Wylding Hall by Elizabeth Hand

Judas the Apostle by Van Mayhall Jr.

Tidewater by Libby Hawker

Those Girls by Chevy Chase

Shroud of Roses by Gloria Ferris

The Bones of You by Debbie Howells

Possibles if I get time;
Blonde Hair, Blue Eyes and Pretty Girls by Karin Slaughter
The Burying Ground by Janet Kellough
The Sparrow Sisters by Ellen Herrick
The Promise of Home by Darcie Chan

Wish me luck!

13 July 2015

The Week Ahead

CONTINUATION: Dracula by Bram Stoker

I have to say, I am finding Dracula fascinating, and am so glad that I am reading it.  The version that I am reading is the Barnes & Noble Classics edition that came loaded on my nook. I love the Classics editions because they come with all of the historical footnotes and such, which I find fascinating.  I fell in love with these versions a few years ago when I read the Penguin Classics edition of The Count of Monte Cristo.  These versions also lend themselves well to e-Readers since you can touch the footnote reference, read it, and then jump right back to the page you were reading.  No flipping to find the footnotes, no muss, no fuss.

NEW START: I've Got You Under My Skin  by Mary Higgins Clark. 
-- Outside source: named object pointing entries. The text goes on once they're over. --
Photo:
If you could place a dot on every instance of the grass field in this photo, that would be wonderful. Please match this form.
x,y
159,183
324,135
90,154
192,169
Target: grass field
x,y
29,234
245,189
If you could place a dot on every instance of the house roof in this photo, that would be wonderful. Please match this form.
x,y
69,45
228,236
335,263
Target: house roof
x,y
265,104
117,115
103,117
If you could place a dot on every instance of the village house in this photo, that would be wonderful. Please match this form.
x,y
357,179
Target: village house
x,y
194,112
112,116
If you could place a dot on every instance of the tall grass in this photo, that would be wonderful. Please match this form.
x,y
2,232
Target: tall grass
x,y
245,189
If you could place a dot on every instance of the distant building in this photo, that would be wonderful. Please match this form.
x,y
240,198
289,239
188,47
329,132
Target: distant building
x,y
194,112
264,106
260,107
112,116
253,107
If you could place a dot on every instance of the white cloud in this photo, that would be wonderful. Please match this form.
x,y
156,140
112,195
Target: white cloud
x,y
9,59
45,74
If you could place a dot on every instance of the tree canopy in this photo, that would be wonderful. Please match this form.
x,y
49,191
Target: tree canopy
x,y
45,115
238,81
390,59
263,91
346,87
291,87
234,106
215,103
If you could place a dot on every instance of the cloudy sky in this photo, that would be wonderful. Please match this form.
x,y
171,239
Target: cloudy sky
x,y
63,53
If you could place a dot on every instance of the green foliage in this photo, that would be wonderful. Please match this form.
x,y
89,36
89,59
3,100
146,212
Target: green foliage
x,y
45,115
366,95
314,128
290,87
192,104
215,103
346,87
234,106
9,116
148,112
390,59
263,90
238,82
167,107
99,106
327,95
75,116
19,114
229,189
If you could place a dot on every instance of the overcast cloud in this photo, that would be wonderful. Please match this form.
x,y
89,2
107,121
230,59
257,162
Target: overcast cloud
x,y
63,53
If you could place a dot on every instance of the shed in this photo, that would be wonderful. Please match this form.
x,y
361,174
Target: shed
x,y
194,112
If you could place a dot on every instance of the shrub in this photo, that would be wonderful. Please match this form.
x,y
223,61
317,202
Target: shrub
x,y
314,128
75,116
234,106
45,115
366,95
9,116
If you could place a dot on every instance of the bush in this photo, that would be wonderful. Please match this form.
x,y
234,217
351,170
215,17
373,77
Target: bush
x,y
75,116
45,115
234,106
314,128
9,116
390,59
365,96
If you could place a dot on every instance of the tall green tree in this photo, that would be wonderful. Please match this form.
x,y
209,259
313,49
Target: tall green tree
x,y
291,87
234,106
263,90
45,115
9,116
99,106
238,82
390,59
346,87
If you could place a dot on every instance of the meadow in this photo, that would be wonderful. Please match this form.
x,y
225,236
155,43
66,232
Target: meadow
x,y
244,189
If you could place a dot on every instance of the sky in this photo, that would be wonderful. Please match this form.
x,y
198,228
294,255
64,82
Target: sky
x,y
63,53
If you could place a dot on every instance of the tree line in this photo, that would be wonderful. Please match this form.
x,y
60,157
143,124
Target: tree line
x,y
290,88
I am reading this one for a team challenge for one of my book clubs.  Every month the person who runs the challenge pics 5 old TV shows and then assigns 3 - 6 tasks per show.  We participate in a team of three readers and divide the tasks up between us.  It is a fun game, but time consuming, however, I am what I call "challenge challenged" and rarely pass up a challenge.  I know I have never found one that I did not enjoy.  Back to the book, though.  The task here is to read a book by an author who has a relative who is also an author, which certainly fits MHC as her daughter, Carol Higgins Clark also writes mystery stories.  I think I read my first MHC book in high school, it was her fist,also titled Where Are The Children.   I have been hooked on her books ever since and am delighting in this one which introduces a new series by her.

BUDDY READS: The Day The Falls Stood Still by Cathie Marie Buchanan

This will be my first book by this author as as I love historical fiction of any kind, I expect I will enjoy it a lot.

REVIEW BOOKS: Isabella:Brave Heart of France by Colin Falconer

The Isabella here is the wife of Edward the II, and the only woman to ever invade England and win, or so the book promises.  Although Historical Fiction about royalty is perhaps my favorite over all, I am not familiar with this particular queen, and so I hope to learn a few things.  The review for this book with be the debut review for my new blog...Reading on Royalty, which is under development.  I will post a link the the review on this site when I have it ready.